Dix-huit longs mois. Si l'on se souvient que l'Allemand hésita à monter sur la plus haute marche l'an dernier à l'issue de la farce d'Indianapolis, cela faisait un an et demi, depuis le GP du Japon 2004, que Michael Schumacher n'avait plus effectué son traditionnel saut de cabri sur un podium de F 1. Avant de jouer au chef d'orchestre durant l'hymne national italien, de congratuler amicalement un Fernando Alonso jouant les bons perdants, puis de tomber presque amoureusement dans les bras d'un Jean Todt dégoulinant de champagne.

Auteur la veille de la 66 éme pole position de sa carrière, battant ainsi un record (celui du dieu Ayrton Senna), le pilote Ferrari ne pouvait rêver d'un meilleur week-end face à 100.000 tifosi venus pour le voir gagner pour la 85e fois.

«Après les erreurs des deux derniers GP, le team et tous ses partenaires ont fourni un effort énorme récompensé aujourd'hui par ce résultat sensationnel, se félicitait un Schumi aux anges. Difficile d'imaginer un meilleur dimanche après-midi. Je suis très heureux. Pour moi, mais aussi tout le team. Il ne manquait que Felipe (4 éme ) sur le podium.»

Le jeune Brésilien joua pourtant parfaitement son rôle en favorisant l'envolée de son chef de file en début de course. Avant, comme lui, de subir une baisse de régime...

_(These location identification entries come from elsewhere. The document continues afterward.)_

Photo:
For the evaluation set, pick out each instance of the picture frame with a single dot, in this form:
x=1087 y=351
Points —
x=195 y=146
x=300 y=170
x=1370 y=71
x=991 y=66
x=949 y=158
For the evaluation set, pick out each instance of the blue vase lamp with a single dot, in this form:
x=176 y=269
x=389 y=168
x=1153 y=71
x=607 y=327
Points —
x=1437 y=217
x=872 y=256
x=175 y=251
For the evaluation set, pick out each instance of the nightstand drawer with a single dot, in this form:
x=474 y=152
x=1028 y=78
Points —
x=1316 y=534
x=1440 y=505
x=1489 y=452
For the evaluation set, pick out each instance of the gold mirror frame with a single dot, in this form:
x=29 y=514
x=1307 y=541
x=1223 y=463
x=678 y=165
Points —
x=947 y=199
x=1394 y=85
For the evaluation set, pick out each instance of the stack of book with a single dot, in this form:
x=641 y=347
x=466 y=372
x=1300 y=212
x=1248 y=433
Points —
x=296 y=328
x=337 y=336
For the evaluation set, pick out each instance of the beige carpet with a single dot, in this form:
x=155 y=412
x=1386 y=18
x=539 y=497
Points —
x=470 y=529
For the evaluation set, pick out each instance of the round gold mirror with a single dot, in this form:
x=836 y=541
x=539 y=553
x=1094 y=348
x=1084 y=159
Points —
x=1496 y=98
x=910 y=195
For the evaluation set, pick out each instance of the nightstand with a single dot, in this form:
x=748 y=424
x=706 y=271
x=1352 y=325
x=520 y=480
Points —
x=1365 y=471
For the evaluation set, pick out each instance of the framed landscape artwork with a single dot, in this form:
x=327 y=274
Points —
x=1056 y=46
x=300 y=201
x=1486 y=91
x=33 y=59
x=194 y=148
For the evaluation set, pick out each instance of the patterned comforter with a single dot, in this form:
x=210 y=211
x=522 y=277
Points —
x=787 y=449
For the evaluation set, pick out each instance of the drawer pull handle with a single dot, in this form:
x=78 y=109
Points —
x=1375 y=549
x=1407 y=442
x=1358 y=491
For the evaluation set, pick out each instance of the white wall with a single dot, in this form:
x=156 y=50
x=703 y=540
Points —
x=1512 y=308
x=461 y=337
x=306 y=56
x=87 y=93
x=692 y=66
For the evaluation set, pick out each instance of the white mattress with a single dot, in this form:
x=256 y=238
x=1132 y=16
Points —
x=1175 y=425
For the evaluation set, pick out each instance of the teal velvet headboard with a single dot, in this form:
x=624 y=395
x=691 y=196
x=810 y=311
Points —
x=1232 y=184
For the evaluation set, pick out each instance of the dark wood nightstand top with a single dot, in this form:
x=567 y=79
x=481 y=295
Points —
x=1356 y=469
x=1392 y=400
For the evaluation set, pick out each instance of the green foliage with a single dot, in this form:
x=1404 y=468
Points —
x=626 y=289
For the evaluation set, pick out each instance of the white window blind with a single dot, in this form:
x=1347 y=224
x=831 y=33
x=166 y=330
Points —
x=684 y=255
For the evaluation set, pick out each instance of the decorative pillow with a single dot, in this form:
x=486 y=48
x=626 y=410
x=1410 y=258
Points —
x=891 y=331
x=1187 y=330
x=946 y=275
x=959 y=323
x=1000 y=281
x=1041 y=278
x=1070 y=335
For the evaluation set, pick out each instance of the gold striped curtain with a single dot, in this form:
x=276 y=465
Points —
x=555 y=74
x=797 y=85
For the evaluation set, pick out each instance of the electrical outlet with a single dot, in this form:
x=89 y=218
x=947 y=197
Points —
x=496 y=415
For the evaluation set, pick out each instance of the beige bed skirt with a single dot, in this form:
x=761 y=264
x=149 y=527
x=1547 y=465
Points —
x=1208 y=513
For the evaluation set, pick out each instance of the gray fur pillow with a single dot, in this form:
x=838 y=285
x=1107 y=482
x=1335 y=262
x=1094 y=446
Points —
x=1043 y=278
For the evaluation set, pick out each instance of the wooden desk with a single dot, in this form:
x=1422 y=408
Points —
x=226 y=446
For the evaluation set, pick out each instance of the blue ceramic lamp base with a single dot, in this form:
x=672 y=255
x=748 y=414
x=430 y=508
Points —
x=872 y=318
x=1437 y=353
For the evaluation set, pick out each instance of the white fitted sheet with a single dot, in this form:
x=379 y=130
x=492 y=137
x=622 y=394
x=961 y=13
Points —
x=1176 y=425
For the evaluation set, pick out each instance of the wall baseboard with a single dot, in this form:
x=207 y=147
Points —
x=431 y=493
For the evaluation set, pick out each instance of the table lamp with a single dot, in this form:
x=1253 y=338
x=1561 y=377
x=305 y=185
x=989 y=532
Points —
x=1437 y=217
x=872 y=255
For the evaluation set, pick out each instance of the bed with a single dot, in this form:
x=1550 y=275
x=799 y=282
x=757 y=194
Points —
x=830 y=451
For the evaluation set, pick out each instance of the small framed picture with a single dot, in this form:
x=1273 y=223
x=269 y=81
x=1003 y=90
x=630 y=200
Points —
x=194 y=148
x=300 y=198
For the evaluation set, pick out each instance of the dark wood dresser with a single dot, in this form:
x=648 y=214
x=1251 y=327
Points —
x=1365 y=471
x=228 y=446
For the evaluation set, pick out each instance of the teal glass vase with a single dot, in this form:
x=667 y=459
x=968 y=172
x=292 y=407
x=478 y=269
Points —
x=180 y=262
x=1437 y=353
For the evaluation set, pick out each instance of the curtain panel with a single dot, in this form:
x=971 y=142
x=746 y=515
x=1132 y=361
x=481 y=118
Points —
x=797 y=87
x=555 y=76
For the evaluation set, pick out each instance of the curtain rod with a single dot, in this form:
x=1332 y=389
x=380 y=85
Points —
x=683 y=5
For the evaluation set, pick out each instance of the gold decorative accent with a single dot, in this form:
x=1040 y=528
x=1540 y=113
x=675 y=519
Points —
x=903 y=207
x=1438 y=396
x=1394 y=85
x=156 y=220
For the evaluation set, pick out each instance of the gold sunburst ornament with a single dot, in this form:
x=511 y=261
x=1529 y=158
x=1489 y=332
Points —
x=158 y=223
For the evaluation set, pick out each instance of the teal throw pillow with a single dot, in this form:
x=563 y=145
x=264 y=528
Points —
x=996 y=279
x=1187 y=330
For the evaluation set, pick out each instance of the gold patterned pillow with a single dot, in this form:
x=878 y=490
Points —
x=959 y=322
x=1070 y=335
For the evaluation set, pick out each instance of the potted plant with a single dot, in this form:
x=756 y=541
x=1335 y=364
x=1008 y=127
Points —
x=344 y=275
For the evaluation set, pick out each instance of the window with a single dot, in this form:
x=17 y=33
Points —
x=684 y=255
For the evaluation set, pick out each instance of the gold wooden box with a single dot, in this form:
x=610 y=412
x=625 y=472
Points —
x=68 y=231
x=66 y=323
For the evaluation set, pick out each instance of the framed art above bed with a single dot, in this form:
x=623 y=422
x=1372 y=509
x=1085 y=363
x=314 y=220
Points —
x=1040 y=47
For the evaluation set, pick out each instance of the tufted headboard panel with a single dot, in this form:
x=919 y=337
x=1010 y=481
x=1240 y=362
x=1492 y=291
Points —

En neuf tours seulement, l'avantage de 11 secondes que le Baron Rouge avait réussi à conserver sur son rival espagnol à l'issue du 1er ravitaillement fut réduit à néant. «J'ignore encore pourquoi mes temps au tour ont subitement augmenté. J'ai connu un problème de graining visiblement lié à une température plus élevée que prévu», indiquait un vainqueur souhaitant visiblement couvrir le manufacturier Bridgestone qui a certes bien progressé, mais sans doute pas encore assez.

Au 34 éme tour, Alonso réussit facilement à rétablir le contact. On assista dès lors durant près de la moitié d'un GP devenu soudainement haletant au remake du duel de l'an dernier. Avec cette fois le jeune Espagnol dans le rôle du chasseur. Et Schumi dans la peau de la proie. A voir la vitesse à laquelle la Renault était revenue dans le sillage de la Ferrari, on pensait que le septuple champion du monde ne résisterait pas longtemps à la pression. Mais Schumi et son équipe signèrent un impressionnant sans-faute.

Et c'est finalement le Matador qui craqua le premier en renonçant au combat après un écart à trois tours de l'arrivée. «On a revécu le duel de 2005. Sauf que cette fois, c'était moi devant, souriait le héros du jour en se tournant vers son jeune dauphin. L'expérience de l'an dernier m'a appris comme il était difficile voire impossible de dépasser sur ce circuit. Je me suis donc appliqué à fermer toutes les portes, à ne lui donner aucune opportunité aux endroits les plus critiques. Nous avons calqué notre tactique sur la sienne en ravitaillant nous aussi prématurément, un tour après Fernando. J'étais heureux de voir qu'il était toujours derrière en sortant pour la dernière fois des stands. Je pensais que ce serait plus serré. Dès ce moment, je savais que, sauf erreur de ma part, j'avais la victoire en poche.»

La première d'une nouvelle série ? «Nous avons été très vite en tests la semaine dernière à Barcelone. Je suis donc convaincu que l'on devrait être aussi dans le coup pour la suite. Et impatient de confirmer cela dans deux semaines au Nürburgring.»

Un Grand Prix d'Europe où l'Allemand aura encore l'avantage d'évoluer sur son terrain. Suffisant pour battre à nouveau Alonso ? Si la réponse est positive, peut-être aurons nous droit à un fantastique duel entre deux grands champions du monde, l'ancien et le nouveau.